The authority said early Thursday that it was assessing road conditions to identify more bus routes which could be resumed.
Temperatures early Thursday in Atlanta were well-below freezing. However, forecasters say they expect temperatures across the metro area to climb about freezing Thursday afternoon, melting some of the ice and snow on roadways.
The snow has stopped but travelers are being warned to watch for black ice on roads around the Carolinas.
A storm that swept across the South dumped up to 12 inches (30 centimeters) of snow near Durham on Wednesday.
The National Weather Service has a winter weather advisory in effect for most of the Carolinas because of hazardous travel conditions, which were not expected to improve before midday Thursday.
Temperatures early Thursday in North Carolina ranged from 3 degrees (-16 Celsius) in western North Carolina to 28 degrees (-2 Celsius) along the Outer Banks.
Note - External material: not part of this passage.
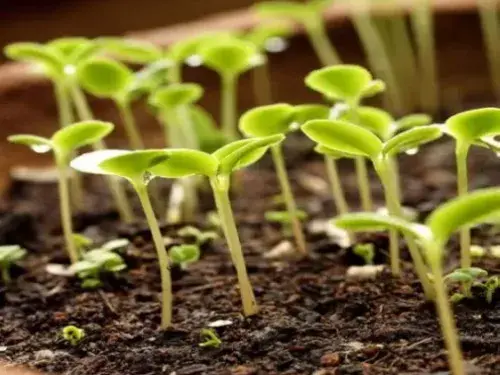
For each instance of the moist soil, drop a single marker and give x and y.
(312, 319)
Forecasters said an advisory warning of the dangers of black ice was likely to be issued for Friday morning as well.
Duke Energy reported about 10,000 customers without service in the Carolinas. The biggest problem was near Chapel Hill.
The snow and ice prompted South Carolina Gov. Henry McMaster to postpone his State of the State address Wednesday for one week. South Carolina lawmakers also took the rest of the week off.
Several Southern states will be dealing with the lingering effects of a slow-moving winter storm that dumped a half-foot (15 centimeters) of snow on North Carolina's largest cities, dusted the Deep South and killed at least 10 people.
From Charlotte to Raleigh, North Carolina's five most populous cities all saw significant snow from a system that followed an atypical west-to-east path across the state. By Wednesday afternoon, Winston-Salem, Greensboro and Durham each had more than 6 inches (15 centimeters), while some places saw as much as 10 inches (25 centimeters).
Drivers unaccustomed to ice spun their wheels across Atlanta, which was brought to a near-standstill by little more than an inch (2.5 centimeters) of snow.
After raking North Carolina, forecasters expected the system to move offshore. Snow tapered off across the state by late Wednesday.